Beyond Sappho’s wry shrug at the drab future, there is mortal terror: Christopher Marlowe’s Faustus shrieking words from Ovid, as his last night rushes towards its close: “Lente, lente currite noctis equi” (“Run slowly, slowly, you horses of the night!”).
Ovid wrote the words for joyful lovers warding off the light of morning, but Marlowe turns them to a darker usage. Midnight is the judgement time: “See, see, where Christ’s blood streams in the firmament,” Faustus cries.
It is never clear whether he is shut out from the gift he sees flowing across the midnight sky, or whether there is a perversity in his own will that drives him to repudiate its saving power. “One drop would save my soul,” he mourns, and turns away.
The thing that seems to me true and important about the David Jones translation of this ancient prayer is the space that it makes for a tension, even a dread, at the coming of a new and saving change.
Jones lettered the words in a way that made reading them deliberately difficult: the eye pauses, and the mind stumbles, toiling to understand that the jerky, delicate, enigmatically spaced letter-patterns are conveying something connected: the proclamation of God’s bright human life — small, steady, fragile — lighting the continuing darkness of mortal experience.
“The night was halfway in its course,” already heading for a particular destination: can anything about our muddled, self-thwarting lives ever change? Is the blood of the innocent always spent for futility? The answer to this question is fulfilled in the closing clause: “Thine almighty Word, O Lord, came from heaven, from thy royal throne.”
This Christmas midnight, many churches will be open. People who don’t much fancy church during the day will make the journey through and into the middle silence: the tension of wanting and wondering and hoping for things to be different and better from the way that they have been.
And, in some places, it won’t be all that silent at all, as the pubs empty, and the Christmas hats stream out, shouting and joking, in a crazy expectation of something amazing to light up the night. Few will be able to say quite what they want: a return to childhood wonder; a story of redemption through innocence; something to join up and make sense of the fleeting years of a short life?

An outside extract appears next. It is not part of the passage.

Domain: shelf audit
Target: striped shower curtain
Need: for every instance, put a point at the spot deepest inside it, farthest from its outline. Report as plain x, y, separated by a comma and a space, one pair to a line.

Some of them will come inside the churches to see. What have they come to see? A candle lit, small and easily snuffed out, defying the darkness of the world and the perverse self-destructions of the human soul: “And the light shines in the darkness, and the darkness has not overcome it.”
The Revd Dr Jessica Martin is Priest-in-Charge of Hinxton, Ickleton, Duxford, and Whittlesford, in the diocese of Ely.